2 km de parcours féérique permettent de déambuler au milieu des arbres étoilés, des nénuphars, du traineau du père noël, de flocons géants… Des jets de lumière, des lasers et des installations lumineuses mettent en valeur, la faune et la flore du parc et évoquent l’histoire de ce château oublié.

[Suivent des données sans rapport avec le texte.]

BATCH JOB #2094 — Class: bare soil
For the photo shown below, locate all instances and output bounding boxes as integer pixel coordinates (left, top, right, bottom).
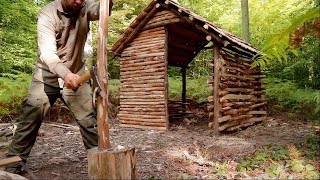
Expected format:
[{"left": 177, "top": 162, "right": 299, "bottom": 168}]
[{"left": 1, "top": 103, "right": 314, "bottom": 180}]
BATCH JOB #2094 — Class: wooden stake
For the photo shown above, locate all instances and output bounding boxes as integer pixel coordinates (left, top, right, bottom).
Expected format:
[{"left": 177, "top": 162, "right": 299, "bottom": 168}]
[{"left": 88, "top": 0, "right": 136, "bottom": 179}]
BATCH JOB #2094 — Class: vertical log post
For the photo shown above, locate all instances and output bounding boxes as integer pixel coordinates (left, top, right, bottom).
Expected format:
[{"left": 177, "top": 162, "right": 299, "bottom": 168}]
[
  {"left": 88, "top": 0, "right": 136, "bottom": 179},
  {"left": 181, "top": 67, "right": 187, "bottom": 115},
  {"left": 213, "top": 44, "right": 221, "bottom": 134}
]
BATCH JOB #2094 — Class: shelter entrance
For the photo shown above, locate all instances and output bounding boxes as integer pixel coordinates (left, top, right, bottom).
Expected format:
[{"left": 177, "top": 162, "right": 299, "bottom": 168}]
[{"left": 111, "top": 0, "right": 267, "bottom": 132}]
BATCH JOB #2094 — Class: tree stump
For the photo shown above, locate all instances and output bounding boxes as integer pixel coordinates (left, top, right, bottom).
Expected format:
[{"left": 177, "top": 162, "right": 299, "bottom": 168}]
[
  {"left": 0, "top": 170, "right": 28, "bottom": 180},
  {"left": 88, "top": 147, "right": 136, "bottom": 179}
]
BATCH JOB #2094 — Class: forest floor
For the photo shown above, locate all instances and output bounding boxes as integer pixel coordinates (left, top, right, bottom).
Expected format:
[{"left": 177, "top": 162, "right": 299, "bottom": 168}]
[{"left": 0, "top": 102, "right": 319, "bottom": 180}]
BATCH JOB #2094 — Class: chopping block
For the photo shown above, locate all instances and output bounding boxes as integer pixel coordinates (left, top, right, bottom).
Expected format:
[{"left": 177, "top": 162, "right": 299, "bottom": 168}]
[{"left": 88, "top": 147, "right": 136, "bottom": 179}]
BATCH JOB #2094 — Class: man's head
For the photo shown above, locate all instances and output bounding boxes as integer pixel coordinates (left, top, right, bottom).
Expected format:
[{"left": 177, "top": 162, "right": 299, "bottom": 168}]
[{"left": 61, "top": 0, "right": 86, "bottom": 14}]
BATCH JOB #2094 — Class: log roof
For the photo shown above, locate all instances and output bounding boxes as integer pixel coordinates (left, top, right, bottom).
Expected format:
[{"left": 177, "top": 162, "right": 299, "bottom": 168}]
[{"left": 111, "top": 0, "right": 259, "bottom": 66}]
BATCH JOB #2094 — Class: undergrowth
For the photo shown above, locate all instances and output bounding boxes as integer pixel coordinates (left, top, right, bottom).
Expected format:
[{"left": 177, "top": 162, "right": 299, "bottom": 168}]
[
  {"left": 265, "top": 78, "right": 320, "bottom": 122},
  {"left": 0, "top": 71, "right": 31, "bottom": 117},
  {"left": 212, "top": 144, "right": 320, "bottom": 179}
]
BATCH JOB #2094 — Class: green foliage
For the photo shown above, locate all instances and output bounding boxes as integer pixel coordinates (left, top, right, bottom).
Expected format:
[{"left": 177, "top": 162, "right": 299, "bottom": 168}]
[
  {"left": 265, "top": 78, "right": 319, "bottom": 120},
  {"left": 0, "top": 0, "right": 39, "bottom": 73},
  {"left": 305, "top": 132, "right": 320, "bottom": 159},
  {"left": 0, "top": 71, "right": 31, "bottom": 116},
  {"left": 289, "top": 145, "right": 320, "bottom": 179},
  {"left": 169, "top": 77, "right": 210, "bottom": 103},
  {"left": 253, "top": 7, "right": 320, "bottom": 66}
]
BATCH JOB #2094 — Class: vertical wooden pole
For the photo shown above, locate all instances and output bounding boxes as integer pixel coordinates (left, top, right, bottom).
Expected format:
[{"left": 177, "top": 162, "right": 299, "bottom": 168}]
[
  {"left": 181, "top": 67, "right": 187, "bottom": 115},
  {"left": 164, "top": 27, "right": 169, "bottom": 130},
  {"left": 213, "top": 44, "right": 221, "bottom": 134},
  {"left": 88, "top": 0, "right": 136, "bottom": 179},
  {"left": 97, "top": 0, "right": 110, "bottom": 150}
]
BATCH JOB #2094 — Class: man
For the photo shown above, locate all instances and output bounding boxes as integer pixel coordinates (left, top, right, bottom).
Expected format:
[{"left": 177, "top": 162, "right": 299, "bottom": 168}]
[{"left": 6, "top": 0, "right": 113, "bottom": 174}]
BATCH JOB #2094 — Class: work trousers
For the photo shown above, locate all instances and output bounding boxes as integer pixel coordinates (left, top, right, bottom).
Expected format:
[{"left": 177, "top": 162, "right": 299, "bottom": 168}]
[{"left": 8, "top": 80, "right": 98, "bottom": 162}]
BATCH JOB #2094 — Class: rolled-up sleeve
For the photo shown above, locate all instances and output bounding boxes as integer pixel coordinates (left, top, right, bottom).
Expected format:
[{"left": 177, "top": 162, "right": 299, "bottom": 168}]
[
  {"left": 37, "top": 12, "right": 71, "bottom": 78},
  {"left": 87, "top": 0, "right": 113, "bottom": 21}
]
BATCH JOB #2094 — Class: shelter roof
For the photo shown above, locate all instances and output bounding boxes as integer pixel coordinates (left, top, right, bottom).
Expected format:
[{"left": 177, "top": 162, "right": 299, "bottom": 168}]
[{"left": 111, "top": 0, "right": 259, "bottom": 63}]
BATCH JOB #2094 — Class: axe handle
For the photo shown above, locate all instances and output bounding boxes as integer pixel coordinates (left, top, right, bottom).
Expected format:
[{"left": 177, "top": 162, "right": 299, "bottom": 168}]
[{"left": 76, "top": 71, "right": 91, "bottom": 84}]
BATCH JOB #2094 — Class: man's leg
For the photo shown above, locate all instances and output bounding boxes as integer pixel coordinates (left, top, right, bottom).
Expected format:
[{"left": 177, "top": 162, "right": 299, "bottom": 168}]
[
  {"left": 62, "top": 83, "right": 98, "bottom": 149},
  {"left": 6, "top": 81, "right": 59, "bottom": 173}
]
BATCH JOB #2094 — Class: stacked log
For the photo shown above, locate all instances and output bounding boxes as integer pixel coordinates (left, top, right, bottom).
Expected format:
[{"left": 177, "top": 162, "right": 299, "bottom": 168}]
[
  {"left": 168, "top": 100, "right": 192, "bottom": 120},
  {"left": 208, "top": 49, "right": 267, "bottom": 132},
  {"left": 118, "top": 27, "right": 168, "bottom": 130}
]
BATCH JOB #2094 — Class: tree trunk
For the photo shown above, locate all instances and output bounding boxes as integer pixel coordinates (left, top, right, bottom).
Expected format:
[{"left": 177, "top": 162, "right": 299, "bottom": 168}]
[{"left": 241, "top": 0, "right": 250, "bottom": 42}]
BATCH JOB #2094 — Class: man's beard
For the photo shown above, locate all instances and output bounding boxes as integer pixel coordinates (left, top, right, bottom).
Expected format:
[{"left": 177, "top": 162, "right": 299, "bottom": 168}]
[{"left": 64, "top": 0, "right": 83, "bottom": 15}]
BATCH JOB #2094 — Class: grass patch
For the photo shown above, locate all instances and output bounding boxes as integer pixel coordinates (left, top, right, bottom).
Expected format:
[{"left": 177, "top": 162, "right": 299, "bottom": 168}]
[{"left": 0, "top": 72, "right": 31, "bottom": 116}]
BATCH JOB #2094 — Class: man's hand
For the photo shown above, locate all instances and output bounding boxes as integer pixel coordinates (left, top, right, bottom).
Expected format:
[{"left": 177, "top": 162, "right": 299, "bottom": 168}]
[{"left": 64, "top": 73, "right": 81, "bottom": 89}]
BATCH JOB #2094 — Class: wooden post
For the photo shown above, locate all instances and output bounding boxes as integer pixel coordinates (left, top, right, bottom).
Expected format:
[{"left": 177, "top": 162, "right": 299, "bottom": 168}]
[
  {"left": 213, "top": 44, "right": 221, "bottom": 134},
  {"left": 181, "top": 67, "right": 187, "bottom": 114},
  {"left": 88, "top": 0, "right": 136, "bottom": 179}
]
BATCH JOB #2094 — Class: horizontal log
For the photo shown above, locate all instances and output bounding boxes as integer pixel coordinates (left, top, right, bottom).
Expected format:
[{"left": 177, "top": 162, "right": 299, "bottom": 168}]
[
  {"left": 120, "top": 93, "right": 164, "bottom": 100},
  {"left": 120, "top": 100, "right": 165, "bottom": 106},
  {"left": 221, "top": 102, "right": 254, "bottom": 108},
  {"left": 132, "top": 31, "right": 165, "bottom": 42},
  {"left": 120, "top": 75, "right": 164, "bottom": 83},
  {"left": 120, "top": 97, "right": 165, "bottom": 104},
  {"left": 207, "top": 105, "right": 214, "bottom": 112},
  {"left": 220, "top": 94, "right": 255, "bottom": 102},
  {"left": 129, "top": 37, "right": 165, "bottom": 46},
  {"left": 120, "top": 60, "right": 164, "bottom": 68},
  {"left": 119, "top": 124, "right": 168, "bottom": 131},
  {"left": 120, "top": 67, "right": 165, "bottom": 76},
  {"left": 120, "top": 120, "right": 166, "bottom": 127},
  {"left": 168, "top": 40, "right": 197, "bottom": 52},
  {"left": 122, "top": 44, "right": 165, "bottom": 56},
  {"left": 250, "top": 102, "right": 268, "bottom": 109},
  {"left": 120, "top": 83, "right": 164, "bottom": 89},
  {"left": 137, "top": 27, "right": 165, "bottom": 36},
  {"left": 143, "top": 18, "right": 183, "bottom": 30},
  {"left": 147, "top": 13, "right": 179, "bottom": 25},
  {"left": 120, "top": 86, "right": 165, "bottom": 92},
  {"left": 120, "top": 56, "right": 165, "bottom": 66},
  {"left": 120, "top": 102, "right": 165, "bottom": 108},
  {"left": 223, "top": 88, "right": 254, "bottom": 93},
  {"left": 226, "top": 117, "right": 267, "bottom": 131},
  {"left": 248, "top": 111, "right": 268, "bottom": 115},
  {"left": 121, "top": 42, "right": 164, "bottom": 51},
  {"left": 219, "top": 81, "right": 254, "bottom": 89},
  {"left": 154, "top": 10, "right": 174, "bottom": 17},
  {"left": 121, "top": 63, "right": 165, "bottom": 72},
  {"left": 223, "top": 108, "right": 250, "bottom": 116},
  {"left": 119, "top": 108, "right": 166, "bottom": 116},
  {"left": 121, "top": 52, "right": 165, "bottom": 59},
  {"left": 120, "top": 78, "right": 165, "bottom": 85},
  {"left": 117, "top": 112, "right": 166, "bottom": 122},
  {"left": 218, "top": 115, "right": 232, "bottom": 123}
]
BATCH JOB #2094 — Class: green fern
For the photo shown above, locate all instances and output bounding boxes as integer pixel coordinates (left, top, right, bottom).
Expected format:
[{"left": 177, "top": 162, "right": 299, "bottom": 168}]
[{"left": 253, "top": 8, "right": 320, "bottom": 67}]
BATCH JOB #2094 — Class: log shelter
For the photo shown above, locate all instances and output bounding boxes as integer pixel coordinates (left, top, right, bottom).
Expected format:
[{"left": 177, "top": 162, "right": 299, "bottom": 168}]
[{"left": 111, "top": 0, "right": 267, "bottom": 132}]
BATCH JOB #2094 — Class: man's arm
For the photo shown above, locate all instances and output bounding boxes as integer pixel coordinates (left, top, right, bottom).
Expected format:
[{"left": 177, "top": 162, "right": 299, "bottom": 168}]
[
  {"left": 37, "top": 12, "right": 71, "bottom": 79},
  {"left": 37, "top": 12, "right": 79, "bottom": 89},
  {"left": 87, "top": 0, "right": 113, "bottom": 21}
]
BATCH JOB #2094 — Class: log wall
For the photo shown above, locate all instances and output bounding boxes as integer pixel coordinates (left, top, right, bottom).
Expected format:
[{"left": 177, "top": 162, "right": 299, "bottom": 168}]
[
  {"left": 208, "top": 47, "right": 267, "bottom": 132},
  {"left": 118, "top": 27, "right": 168, "bottom": 130}
]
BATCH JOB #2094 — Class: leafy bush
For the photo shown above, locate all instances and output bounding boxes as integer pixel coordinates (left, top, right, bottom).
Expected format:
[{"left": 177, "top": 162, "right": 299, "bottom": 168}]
[
  {"left": 0, "top": 71, "right": 31, "bottom": 116},
  {"left": 0, "top": 0, "right": 40, "bottom": 73},
  {"left": 265, "top": 78, "right": 320, "bottom": 120},
  {"left": 169, "top": 77, "right": 210, "bottom": 103}
]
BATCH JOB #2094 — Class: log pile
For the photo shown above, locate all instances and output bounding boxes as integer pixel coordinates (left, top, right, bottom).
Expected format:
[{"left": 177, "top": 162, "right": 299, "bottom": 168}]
[
  {"left": 208, "top": 47, "right": 267, "bottom": 131},
  {"left": 118, "top": 27, "right": 168, "bottom": 130},
  {"left": 168, "top": 100, "right": 192, "bottom": 120}
]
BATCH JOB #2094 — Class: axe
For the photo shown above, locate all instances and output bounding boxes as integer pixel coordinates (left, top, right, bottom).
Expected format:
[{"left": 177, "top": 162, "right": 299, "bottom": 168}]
[{"left": 75, "top": 66, "right": 101, "bottom": 91}]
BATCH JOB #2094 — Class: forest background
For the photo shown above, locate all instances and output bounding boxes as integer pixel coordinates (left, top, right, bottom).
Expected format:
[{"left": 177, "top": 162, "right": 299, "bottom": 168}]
[
  {"left": 0, "top": 0, "right": 320, "bottom": 179},
  {"left": 0, "top": 0, "right": 320, "bottom": 122}
]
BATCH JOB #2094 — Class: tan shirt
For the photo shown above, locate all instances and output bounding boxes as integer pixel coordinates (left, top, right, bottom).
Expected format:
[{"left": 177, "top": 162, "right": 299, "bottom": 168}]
[{"left": 33, "top": 0, "right": 99, "bottom": 87}]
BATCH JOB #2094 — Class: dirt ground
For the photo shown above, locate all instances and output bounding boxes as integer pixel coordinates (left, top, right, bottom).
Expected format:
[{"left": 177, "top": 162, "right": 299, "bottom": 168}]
[{"left": 1, "top": 105, "right": 318, "bottom": 180}]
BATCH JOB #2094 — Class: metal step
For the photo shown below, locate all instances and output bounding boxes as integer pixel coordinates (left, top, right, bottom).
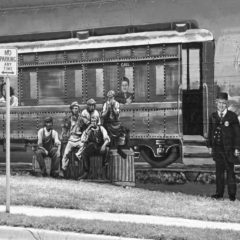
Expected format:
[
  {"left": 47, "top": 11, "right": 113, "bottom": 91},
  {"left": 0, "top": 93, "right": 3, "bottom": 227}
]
[{"left": 183, "top": 135, "right": 206, "bottom": 146}]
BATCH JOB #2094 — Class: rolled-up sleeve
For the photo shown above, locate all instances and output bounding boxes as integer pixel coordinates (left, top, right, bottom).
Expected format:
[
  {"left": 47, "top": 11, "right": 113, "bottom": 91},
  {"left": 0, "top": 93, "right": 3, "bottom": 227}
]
[
  {"left": 52, "top": 130, "right": 61, "bottom": 146},
  {"left": 100, "top": 126, "right": 110, "bottom": 142},
  {"left": 38, "top": 128, "right": 43, "bottom": 147}
]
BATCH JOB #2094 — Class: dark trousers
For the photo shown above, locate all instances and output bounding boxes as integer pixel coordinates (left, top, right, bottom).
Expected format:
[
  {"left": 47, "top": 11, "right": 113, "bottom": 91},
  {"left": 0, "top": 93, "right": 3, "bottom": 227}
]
[
  {"left": 82, "top": 142, "right": 106, "bottom": 173},
  {"left": 214, "top": 147, "right": 237, "bottom": 197},
  {"left": 36, "top": 147, "right": 60, "bottom": 176}
]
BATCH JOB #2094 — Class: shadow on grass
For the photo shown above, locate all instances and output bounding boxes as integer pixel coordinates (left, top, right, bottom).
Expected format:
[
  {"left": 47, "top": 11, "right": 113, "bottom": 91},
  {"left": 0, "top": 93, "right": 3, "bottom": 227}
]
[{"left": 136, "top": 182, "right": 240, "bottom": 200}]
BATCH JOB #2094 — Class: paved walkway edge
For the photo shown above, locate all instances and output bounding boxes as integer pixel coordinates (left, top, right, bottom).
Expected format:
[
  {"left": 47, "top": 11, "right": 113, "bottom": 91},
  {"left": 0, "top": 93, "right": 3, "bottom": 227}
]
[
  {"left": 0, "top": 226, "right": 148, "bottom": 240},
  {"left": 0, "top": 205, "right": 240, "bottom": 231}
]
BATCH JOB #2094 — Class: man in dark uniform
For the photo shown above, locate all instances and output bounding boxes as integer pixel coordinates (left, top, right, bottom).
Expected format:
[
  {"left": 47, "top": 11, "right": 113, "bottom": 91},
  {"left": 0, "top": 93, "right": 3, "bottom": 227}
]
[
  {"left": 35, "top": 117, "right": 61, "bottom": 177},
  {"left": 208, "top": 92, "right": 240, "bottom": 201}
]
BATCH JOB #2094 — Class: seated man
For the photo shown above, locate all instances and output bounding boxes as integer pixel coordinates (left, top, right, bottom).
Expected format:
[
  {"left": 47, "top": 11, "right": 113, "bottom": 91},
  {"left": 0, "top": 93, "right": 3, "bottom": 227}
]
[
  {"left": 76, "top": 117, "right": 110, "bottom": 180},
  {"left": 36, "top": 117, "right": 61, "bottom": 177},
  {"left": 81, "top": 98, "right": 101, "bottom": 130},
  {"left": 60, "top": 102, "right": 82, "bottom": 177}
]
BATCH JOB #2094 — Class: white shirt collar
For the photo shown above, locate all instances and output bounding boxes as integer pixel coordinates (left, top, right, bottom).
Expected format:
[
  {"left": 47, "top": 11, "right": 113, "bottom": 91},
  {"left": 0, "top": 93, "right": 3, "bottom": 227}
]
[{"left": 218, "top": 109, "right": 227, "bottom": 117}]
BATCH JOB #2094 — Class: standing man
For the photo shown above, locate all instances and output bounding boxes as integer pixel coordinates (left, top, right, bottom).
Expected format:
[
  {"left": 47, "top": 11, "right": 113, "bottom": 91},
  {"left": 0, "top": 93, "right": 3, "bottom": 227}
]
[
  {"left": 35, "top": 117, "right": 61, "bottom": 177},
  {"left": 76, "top": 116, "right": 110, "bottom": 180},
  {"left": 208, "top": 92, "right": 240, "bottom": 201},
  {"left": 116, "top": 77, "right": 133, "bottom": 104},
  {"left": 81, "top": 98, "right": 101, "bottom": 130},
  {"left": 102, "top": 90, "right": 121, "bottom": 148},
  {"left": 60, "top": 102, "right": 82, "bottom": 174}
]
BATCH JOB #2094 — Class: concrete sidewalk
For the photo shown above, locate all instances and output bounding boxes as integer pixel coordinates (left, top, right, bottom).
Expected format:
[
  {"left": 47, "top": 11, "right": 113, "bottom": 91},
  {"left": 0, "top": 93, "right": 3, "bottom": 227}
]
[
  {"left": 0, "top": 226, "right": 146, "bottom": 240},
  {"left": 0, "top": 205, "right": 240, "bottom": 231}
]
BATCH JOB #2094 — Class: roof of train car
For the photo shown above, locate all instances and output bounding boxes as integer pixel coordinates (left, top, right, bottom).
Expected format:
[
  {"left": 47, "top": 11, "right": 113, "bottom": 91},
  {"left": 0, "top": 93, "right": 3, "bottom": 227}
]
[{"left": 0, "top": 29, "right": 213, "bottom": 53}]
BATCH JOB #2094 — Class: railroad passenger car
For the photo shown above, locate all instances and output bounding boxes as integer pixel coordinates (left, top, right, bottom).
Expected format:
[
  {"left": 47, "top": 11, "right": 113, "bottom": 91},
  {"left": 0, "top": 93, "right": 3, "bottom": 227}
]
[{"left": 0, "top": 21, "right": 216, "bottom": 167}]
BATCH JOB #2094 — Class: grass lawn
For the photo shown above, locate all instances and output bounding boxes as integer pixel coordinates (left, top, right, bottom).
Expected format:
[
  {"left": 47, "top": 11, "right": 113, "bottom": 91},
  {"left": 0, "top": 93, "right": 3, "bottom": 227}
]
[
  {"left": 0, "top": 175, "right": 240, "bottom": 222},
  {"left": 0, "top": 213, "right": 239, "bottom": 240}
]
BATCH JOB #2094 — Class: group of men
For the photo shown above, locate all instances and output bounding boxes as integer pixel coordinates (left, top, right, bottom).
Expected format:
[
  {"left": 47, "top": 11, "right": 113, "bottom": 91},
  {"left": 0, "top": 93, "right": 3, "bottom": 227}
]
[
  {"left": 36, "top": 79, "right": 240, "bottom": 201},
  {"left": 36, "top": 90, "right": 123, "bottom": 179}
]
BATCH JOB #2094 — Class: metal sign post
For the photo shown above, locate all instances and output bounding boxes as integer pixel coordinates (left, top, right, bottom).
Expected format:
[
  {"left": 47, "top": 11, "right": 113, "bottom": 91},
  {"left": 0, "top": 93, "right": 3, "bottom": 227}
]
[
  {"left": 0, "top": 48, "right": 18, "bottom": 213},
  {"left": 5, "top": 75, "right": 10, "bottom": 213}
]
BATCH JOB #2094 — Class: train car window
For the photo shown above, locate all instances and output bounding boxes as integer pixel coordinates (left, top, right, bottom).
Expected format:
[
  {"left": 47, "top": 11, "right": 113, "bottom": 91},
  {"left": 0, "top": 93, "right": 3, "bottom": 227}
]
[
  {"left": 182, "top": 49, "right": 188, "bottom": 90},
  {"left": 104, "top": 64, "right": 119, "bottom": 97},
  {"left": 38, "top": 69, "right": 65, "bottom": 105},
  {"left": 96, "top": 68, "right": 104, "bottom": 98},
  {"left": 189, "top": 49, "right": 200, "bottom": 89},
  {"left": 20, "top": 69, "right": 38, "bottom": 106},
  {"left": 74, "top": 70, "right": 83, "bottom": 98},
  {"left": 164, "top": 45, "right": 179, "bottom": 57},
  {"left": 149, "top": 62, "right": 165, "bottom": 101},
  {"left": 38, "top": 52, "right": 64, "bottom": 63},
  {"left": 116, "top": 63, "right": 134, "bottom": 104},
  {"left": 22, "top": 53, "right": 36, "bottom": 64},
  {"left": 165, "top": 62, "right": 180, "bottom": 101},
  {"left": 229, "top": 79, "right": 240, "bottom": 97},
  {"left": 134, "top": 63, "right": 148, "bottom": 102},
  {"left": 65, "top": 67, "right": 84, "bottom": 104},
  {"left": 84, "top": 66, "right": 104, "bottom": 103},
  {"left": 29, "top": 72, "right": 37, "bottom": 99}
]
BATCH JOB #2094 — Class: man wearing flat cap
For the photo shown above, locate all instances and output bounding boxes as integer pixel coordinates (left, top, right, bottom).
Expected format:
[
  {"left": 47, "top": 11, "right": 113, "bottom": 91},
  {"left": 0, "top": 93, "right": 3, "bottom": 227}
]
[
  {"left": 81, "top": 98, "right": 101, "bottom": 130},
  {"left": 208, "top": 92, "right": 240, "bottom": 201},
  {"left": 60, "top": 101, "right": 82, "bottom": 174},
  {"left": 35, "top": 117, "right": 61, "bottom": 177}
]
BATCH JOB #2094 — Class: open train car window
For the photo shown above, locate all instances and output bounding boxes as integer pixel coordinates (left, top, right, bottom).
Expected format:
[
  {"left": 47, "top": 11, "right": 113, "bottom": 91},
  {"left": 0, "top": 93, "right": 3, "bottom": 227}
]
[
  {"left": 182, "top": 47, "right": 201, "bottom": 90},
  {"left": 38, "top": 69, "right": 65, "bottom": 105}
]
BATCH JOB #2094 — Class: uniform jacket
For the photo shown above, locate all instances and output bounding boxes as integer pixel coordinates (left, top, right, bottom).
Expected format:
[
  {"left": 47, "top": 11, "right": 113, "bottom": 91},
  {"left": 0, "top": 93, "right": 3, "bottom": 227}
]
[
  {"left": 115, "top": 92, "right": 133, "bottom": 104},
  {"left": 208, "top": 110, "right": 240, "bottom": 162}
]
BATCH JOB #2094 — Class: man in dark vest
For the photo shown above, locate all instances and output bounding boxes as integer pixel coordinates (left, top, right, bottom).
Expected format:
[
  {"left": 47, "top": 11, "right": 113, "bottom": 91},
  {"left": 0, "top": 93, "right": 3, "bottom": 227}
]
[
  {"left": 76, "top": 116, "right": 110, "bottom": 180},
  {"left": 208, "top": 92, "right": 240, "bottom": 201},
  {"left": 36, "top": 117, "right": 61, "bottom": 177}
]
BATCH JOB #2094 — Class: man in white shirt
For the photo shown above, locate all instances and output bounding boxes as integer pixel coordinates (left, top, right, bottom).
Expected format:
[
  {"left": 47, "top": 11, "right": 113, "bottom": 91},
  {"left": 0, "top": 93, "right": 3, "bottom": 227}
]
[
  {"left": 36, "top": 117, "right": 61, "bottom": 177},
  {"left": 76, "top": 117, "right": 110, "bottom": 180},
  {"left": 60, "top": 102, "right": 82, "bottom": 173},
  {"left": 81, "top": 98, "right": 101, "bottom": 130}
]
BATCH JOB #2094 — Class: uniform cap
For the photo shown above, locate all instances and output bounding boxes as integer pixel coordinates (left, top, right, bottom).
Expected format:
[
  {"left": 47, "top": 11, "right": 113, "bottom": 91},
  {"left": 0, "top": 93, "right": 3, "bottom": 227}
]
[
  {"left": 44, "top": 117, "right": 53, "bottom": 123},
  {"left": 107, "top": 90, "right": 115, "bottom": 97},
  {"left": 217, "top": 92, "right": 228, "bottom": 100},
  {"left": 70, "top": 101, "right": 79, "bottom": 109},
  {"left": 87, "top": 98, "right": 96, "bottom": 105}
]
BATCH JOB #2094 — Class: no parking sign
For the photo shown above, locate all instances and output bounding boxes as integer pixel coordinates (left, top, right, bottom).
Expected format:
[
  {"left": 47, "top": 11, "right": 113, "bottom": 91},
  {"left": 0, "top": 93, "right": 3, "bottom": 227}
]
[{"left": 0, "top": 48, "right": 18, "bottom": 213}]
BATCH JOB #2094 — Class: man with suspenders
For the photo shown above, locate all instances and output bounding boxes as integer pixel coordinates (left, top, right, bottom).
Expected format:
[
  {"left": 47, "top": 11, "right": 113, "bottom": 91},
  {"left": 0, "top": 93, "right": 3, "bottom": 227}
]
[{"left": 35, "top": 117, "right": 61, "bottom": 177}]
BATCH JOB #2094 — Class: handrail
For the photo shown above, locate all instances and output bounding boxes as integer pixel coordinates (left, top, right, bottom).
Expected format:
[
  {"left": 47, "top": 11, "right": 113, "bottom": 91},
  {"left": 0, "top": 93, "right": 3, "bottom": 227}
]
[
  {"left": 177, "top": 84, "right": 182, "bottom": 136},
  {"left": 203, "top": 83, "right": 209, "bottom": 138}
]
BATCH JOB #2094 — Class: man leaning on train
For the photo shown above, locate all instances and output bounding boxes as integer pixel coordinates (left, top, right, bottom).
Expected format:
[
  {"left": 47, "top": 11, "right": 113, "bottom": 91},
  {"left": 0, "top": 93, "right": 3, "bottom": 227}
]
[{"left": 208, "top": 92, "right": 240, "bottom": 201}]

Plusieurs points de restauration sont installés tout au long du parcours (bar à pâtes, crêpes, gaufres, burgers, boissons froides et chaudes, pizzas…).

L’avis de Margaux :

« C’est une sortie originale car on se promène au milieu de la nature dans un décor féérique. Les illuminations sont variées et se projettent sur toutes sortes de surfaces : l’eau, les murs, les arbres…  J’ai beaucoup aimé « le jardin de feu ». Mais mon préféré a été « la forêt givrée » qui utilisait des lasers, c’était très beau. »

Infos pratiques :

  • Dates : Du 19 novembre 2021 au 9 janvier 2022
  • Tarifs : enfant : 20 euros, adultes : 22 euros, tarif famille (2 adultes, 2 enfants) : 20 euros
  • Accès : Domaine National de Saint-Cloud,  1 Av. de la Grille d’Honneur, 92210 Saint-Cloud

https://www.lumieresenseine.com/

L’entrée de Lumières en Seine se situe au niveau de la grille Clemenceau (domaine national de Saint-Cloud). Il est conseillé d’utiliser les transports en commun :

  • En Métro :
    • Ligne 10 terminus Boulogne-Pont de St-Cloud, sortie “avenue de Maréchal de
    • Lattre de Tassigny” côté gauche, puis traverser le pont de St-Cloud
  • En Bus :
    • Lignes 52,72,126,175,460,467, arrêt Parc de St-Cloud
    • Ligne 160 terminus Pont de St-Cloud-Albert Kahn
    • Ligne 260 arrêt Rhin et Danube-Musée Albert Kahn (prendre avenue Maréchal de Lattre de Tassigny, puis traverser le pont de St-Cloud)
  • En Tramway
    • T2 (Pont de Bezons-Porte de Versailles), arrêt Parc de St-Cloud
  • En train :
    • (ligne L et U Saint-Lazare ou la Défense en direction de Versailles rive-droite ou Saint-Nom La bretèche) : arrêt St-Cloud.

En voiture, vous pouvez facilement vous garer au parking du musée de la Manufacture de Sèvres. Il faudra ensuite marcher un quart d’heure à travers le parc pour vous rendre à l’événement.